VDocRAG: Retrieval-Augmented Generation over Visually-Rich Documents
Problem Statement
Conventional text-based RAG systems fail on visually-rich documents because parsing PDFs/PPTXs to text loses critical information embedded in charts, tables, and layouts. Existing document QA benchmarks are fragmented across closed-domain settings, lacking a unified resource for open-domain evaluation.
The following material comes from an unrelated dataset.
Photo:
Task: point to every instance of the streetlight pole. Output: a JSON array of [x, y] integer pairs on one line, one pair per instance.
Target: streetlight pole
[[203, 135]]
There is no established framework for adapting large vision-language models to perform dense retrieval over heterogeneous document corpora.
Key Novelty
- VDocRAG framework: end-to-end RAG pipeline that ingests documents as unified image representations, preserving visual modalities without lossy text conversion
- Novel self-supervised pre-training tasks that compress visual document information into dense token embeddings aligned with textual content, adapting VLMs for retrieval
- OpenDocVQA: the first unified open-domain document visual question answering benchmark collection covering diverse document types, formats, and modalities for training and evaluation
Evaluation Highlights
- VDocRAG substantially outperforms conventional text-based RAG baselines across diverse document types including those with charts, tables, and mixed-modality content
- Strong generalization capability demonstrated across varied document formats (PDF, PPTX) and question types in the OpenDocVQA benchmark
Breakthrough Assessment
Methodology
- Step 1 — Document Ingestion: Convert all documents (PDF, PPTX, etc.) into a unified image format to preserve visual structure, layout, charts, and tables without lossy text parsing
- Step 2 — Visual Retriever Pre-training: Apply novel self-supervised tasks on large VLMs to compress page-level visual information into dense token representations aligned with in-document textual content, enabling effective similarity-based retrieval
- Step 3 — RAG Pipeline Execution: At inference, retrieve the most relevant document images for a given query using the pre-trained visual retriever, then pass retrieved pages to a vision-language reader model to generate the final answer
System Components
End-to-end RAG system that operates over document images rather than extracted text, unifying retrieval and generation across mixed modalities and formats
A VLM adapted via self-supervised pre-training to encode document page images into dense vector representations for similarity-based retrieval
Novel training objectives that align visual document representations with textual content within pages, enabling the model to bridge the visual-textual gap for retrieval
A unified benchmark collection for open-domain document visual question answering, aggregating diverse document types and formats to enable standardized training and evaluation
A generative VLM that takes retrieved document page images and a query to produce a final natural language answer
Results
| Metric/Benchmark | Text-based RAG Baseline | VDocRAG | Delta |
|---|---|---|---|
| Open-domain Doc VQA (charts/tables) | Lower accuracy due to parsing loss | Substantially higher accuracy | Significant improvement |
| Open-domain Doc VQA (mixed formats) | Degrades on non-text-extractable content | Robust across PDF & PPTX | Strong generalization gain |
| Retrieval on visually-rich documents | Misses visual layout/content cues | Dense visual retrieval preserves all modalities | Qualitatively superior |
Key Takeaways
- For practitioners building enterprise document QA systems, treating document pages as images rather than parsed text is a superior strategy for preserving information in charts, tables, and complex layouts
- Self-supervised pre-training that aligns visual page representations with in-document text is a practical and scalable approach to adapting off-the-shelf VLMs for retrieval without requiring expensive labeled retrieval data
- OpenDocVQA provides ML teams with a ready-made, diverse benchmark for evaluating and comparing multimodal RAG systems on real-world document types, enabling more rigorous and reproducible research
Abstract
We aim to develop a retrieval-augmented generation (RAG) framework that answers questions over a corpus of visually- rich documents presented in mixed modalities (e.g., charts, tables) and diverse formats (e.g., PDF, PPTX). In this paper, we introduce a new RAG framework, VDocRAG, which can directly understand varied documents and modalities in a unified image format to prevent missing information that occurs by parsing documents to obtain text. To improve the performance, we propose novel self-supervised pre-training tasks that adapt large vision-language models for retrieval by compressing visual information into dense token representations while aligning them with textual content in documents. Furthermore, we introduce OpenDocVQA, the first unified collection of open-domain document visual question answering datasets, encompassing diverse document types and formats. OpenDocVQA provides a comprehensive resource for training and evaluating retrieval and question answering models on visually-rich documents in an open-domain setting. Experiments show that VDocRAG substantially outperforms conventional text-based RAG and has strong generalization capability, highlighting the potential of an effective RAG paradigm for real-world documents.